Bandung (ANTARA News) - Kementerian Luar Negeri Indonesia terus berupaya mengoptimalkan proses penguatan kerja sama kemitraan strategis baru Asia Afrika atau yang dikenal dengan NAASP (New Asian African Strategic Partnership) yang selama sepuluh tahun mengalami banyak hambatan dan tantangan.

"NAASP telah berusia satu dekade sejak pertama kali dicetuskan pada KTT Asia Afrika tahun 2005 di Jakarta. Namun kerja sama ini masih belum efektif karena rasa kepemilikan dari negara-negara anggotanya masih belum kuat," kata Pelaksana Tugas (Plt.) Kepala Badan Pengkajian dan Pengembangan Kawasan (BPPK), Kementerian Luar Negeri, Salman Al Farisi di Bandung, Senin.

Menurut dia, selama sepuluh tahun NAASP terbentuk hanya Indonesia dan Afrika Selatan yang berperan aktif dalam melahirkan inisiatif-inisiatif kerja sama dan merealisasikan kesepakatan kerja sama NAASP.

Salman menjelaskan, Indonesia sebagai negara perwakilan dari kawasan Asia telah melaksanakan sejumlah inisiatif di beberapa bidang, seperti pertanian, perikanan, usaha kecil dan menengah, komunikasi, hak kekayaan intelektual, perubahan iklim, teknologi satelit, serta perdagangan, dan peningkatan kapasitas.

Salah satu contoh nyata dari pencapaian NAASP adalah bantuan peningkatan kapasitas untuk Palestina sebagai satu-satunya negara peserta Konferensi Asia Afrika 1955 yang hingga kini masih berada dalam penjajahan Israel.

Melalui NAASP, negara-negara di Asia dan Afrika telah berkomitmen memberikan bantuan peningkatan kapasitas kepada 10.000 warga Palestina selama kurun 2008 - 2013.

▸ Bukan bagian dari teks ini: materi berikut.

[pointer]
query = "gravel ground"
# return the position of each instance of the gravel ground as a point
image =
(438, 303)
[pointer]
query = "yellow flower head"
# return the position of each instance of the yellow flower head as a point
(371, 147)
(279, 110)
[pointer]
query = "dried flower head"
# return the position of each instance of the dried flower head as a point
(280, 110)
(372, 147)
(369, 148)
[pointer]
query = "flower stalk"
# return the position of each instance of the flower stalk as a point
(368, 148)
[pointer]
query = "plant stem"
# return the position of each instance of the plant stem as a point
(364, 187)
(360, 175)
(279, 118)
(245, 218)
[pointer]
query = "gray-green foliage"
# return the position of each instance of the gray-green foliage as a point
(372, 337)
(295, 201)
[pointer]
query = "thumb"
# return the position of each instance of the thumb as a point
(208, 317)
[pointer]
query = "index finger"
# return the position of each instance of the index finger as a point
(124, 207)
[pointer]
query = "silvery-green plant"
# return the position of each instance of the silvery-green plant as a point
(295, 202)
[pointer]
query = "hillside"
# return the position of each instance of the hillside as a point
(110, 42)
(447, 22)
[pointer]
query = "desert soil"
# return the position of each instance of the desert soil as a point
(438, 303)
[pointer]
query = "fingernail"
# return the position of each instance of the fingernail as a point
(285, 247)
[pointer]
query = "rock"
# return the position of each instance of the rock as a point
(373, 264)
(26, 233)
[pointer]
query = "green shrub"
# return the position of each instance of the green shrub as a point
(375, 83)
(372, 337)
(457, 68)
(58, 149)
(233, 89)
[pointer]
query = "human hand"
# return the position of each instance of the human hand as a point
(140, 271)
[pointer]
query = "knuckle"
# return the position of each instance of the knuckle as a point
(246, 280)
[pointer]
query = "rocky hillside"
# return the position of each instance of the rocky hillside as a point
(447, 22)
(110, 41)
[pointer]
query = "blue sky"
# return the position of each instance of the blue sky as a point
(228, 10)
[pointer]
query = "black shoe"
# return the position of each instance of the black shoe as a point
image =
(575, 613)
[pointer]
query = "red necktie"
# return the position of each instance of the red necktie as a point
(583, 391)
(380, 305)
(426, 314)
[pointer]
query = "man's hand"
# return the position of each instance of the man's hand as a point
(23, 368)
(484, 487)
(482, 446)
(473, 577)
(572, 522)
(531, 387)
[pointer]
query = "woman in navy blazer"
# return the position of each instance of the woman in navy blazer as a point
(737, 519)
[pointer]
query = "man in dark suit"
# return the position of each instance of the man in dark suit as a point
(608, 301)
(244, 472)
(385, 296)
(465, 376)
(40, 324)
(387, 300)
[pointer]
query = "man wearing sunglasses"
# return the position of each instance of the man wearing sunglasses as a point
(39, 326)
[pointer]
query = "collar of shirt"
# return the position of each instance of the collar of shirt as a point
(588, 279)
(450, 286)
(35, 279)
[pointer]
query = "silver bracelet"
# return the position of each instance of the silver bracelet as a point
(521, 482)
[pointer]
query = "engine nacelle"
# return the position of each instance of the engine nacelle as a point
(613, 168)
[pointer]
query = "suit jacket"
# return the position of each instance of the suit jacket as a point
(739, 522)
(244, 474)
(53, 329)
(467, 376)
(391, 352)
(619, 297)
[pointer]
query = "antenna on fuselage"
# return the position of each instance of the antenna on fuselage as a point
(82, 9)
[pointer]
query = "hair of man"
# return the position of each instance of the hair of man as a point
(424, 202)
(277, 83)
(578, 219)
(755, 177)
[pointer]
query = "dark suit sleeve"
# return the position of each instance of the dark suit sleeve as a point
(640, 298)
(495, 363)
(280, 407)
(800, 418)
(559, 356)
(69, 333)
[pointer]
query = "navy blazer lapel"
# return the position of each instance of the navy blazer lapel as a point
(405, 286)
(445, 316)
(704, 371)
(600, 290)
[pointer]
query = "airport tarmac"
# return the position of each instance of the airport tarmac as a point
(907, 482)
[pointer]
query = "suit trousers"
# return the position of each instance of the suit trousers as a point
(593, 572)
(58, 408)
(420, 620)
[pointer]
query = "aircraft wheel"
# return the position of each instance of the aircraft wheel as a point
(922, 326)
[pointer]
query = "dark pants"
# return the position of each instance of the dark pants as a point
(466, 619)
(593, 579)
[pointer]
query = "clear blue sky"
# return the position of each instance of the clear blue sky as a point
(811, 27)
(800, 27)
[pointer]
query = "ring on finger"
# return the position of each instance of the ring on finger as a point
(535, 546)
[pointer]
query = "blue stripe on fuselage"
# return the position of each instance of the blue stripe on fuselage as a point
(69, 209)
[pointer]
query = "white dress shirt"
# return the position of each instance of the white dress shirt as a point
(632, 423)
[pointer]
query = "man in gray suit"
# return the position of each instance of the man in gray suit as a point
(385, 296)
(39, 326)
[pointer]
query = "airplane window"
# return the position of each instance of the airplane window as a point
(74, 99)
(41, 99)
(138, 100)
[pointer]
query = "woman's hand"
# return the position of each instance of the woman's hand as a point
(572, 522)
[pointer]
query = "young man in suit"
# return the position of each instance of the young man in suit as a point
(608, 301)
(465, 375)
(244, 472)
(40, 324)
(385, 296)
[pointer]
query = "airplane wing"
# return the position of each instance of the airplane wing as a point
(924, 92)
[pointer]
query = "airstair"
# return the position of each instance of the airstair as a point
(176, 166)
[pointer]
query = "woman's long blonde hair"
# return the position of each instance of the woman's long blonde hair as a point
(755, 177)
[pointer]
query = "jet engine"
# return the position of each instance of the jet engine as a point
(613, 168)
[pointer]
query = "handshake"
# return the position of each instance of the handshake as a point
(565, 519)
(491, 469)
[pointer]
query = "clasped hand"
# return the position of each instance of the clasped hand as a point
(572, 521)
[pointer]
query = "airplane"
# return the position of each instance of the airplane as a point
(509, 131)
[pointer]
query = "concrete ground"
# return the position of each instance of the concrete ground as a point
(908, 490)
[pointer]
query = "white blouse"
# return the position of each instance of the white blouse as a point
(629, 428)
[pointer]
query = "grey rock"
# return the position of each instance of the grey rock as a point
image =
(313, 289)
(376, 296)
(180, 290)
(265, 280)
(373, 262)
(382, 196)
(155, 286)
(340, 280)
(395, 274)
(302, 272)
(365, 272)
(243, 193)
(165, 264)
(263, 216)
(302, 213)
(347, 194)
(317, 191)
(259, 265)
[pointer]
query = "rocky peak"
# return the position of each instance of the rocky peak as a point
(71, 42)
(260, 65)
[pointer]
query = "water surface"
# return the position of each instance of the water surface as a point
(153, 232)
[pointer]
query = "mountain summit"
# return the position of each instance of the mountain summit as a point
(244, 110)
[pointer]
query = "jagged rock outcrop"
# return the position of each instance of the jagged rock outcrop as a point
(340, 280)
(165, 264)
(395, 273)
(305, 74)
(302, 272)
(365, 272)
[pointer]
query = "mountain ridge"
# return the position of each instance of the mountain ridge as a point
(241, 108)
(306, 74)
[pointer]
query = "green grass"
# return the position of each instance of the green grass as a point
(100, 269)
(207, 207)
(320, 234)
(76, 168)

"Negara-negara Asia dan Afrika sangat berpotensial membangun kerja sama teknik karena tenaga ahli di negara berkembang sangat banyak. Yang kita butuhkan adalah dukungan pendanaan, yang bisa kita peroleh dari pihak ke tiga melalui kerja sama trilateral," kata Salman.

Dia menegaskan bahwa sesungguhnya perekonomian dunia sangat bergantung pada pertumbuhan ekonomi negara-negara di Asia dan Afrika.

"Pada saat ekonomi global menurun, negara-negara di kawasan Asia dan Afrika cenderung stabil dan memberi pengaruh yang positif pada ekonomi dunia," kata Salman.

Dalam rangka mengkaji perkembangan NAAP, Pusat Pengkajian dan Pengembangan Kebijakan Kawasan Asia Pasifik dan Afrika (P3K2 Aspasaf), Kementerian Luar Negeri bekerja sama dengan Pusat Kajian Asia Afrika, Universitas Padjajaran dan Museum KAA dalam menyelanggarakan Forum Kajian Kebijakan Luar Negeri (FKKLN) dengan tema "Quo Vadis Satu Dekade New Asian-African Strategic Partnership" pada 5 April di Bandung.

Selain pemerintah dan diplomat, forum ini akan melibatkan akademisi, pengusaha, dan kalangan media untuk membangun kerangka kerja NAASP yang terbuka dan diyakini dapat memperkuat hubungan antara kawasan Asia dan Afrika.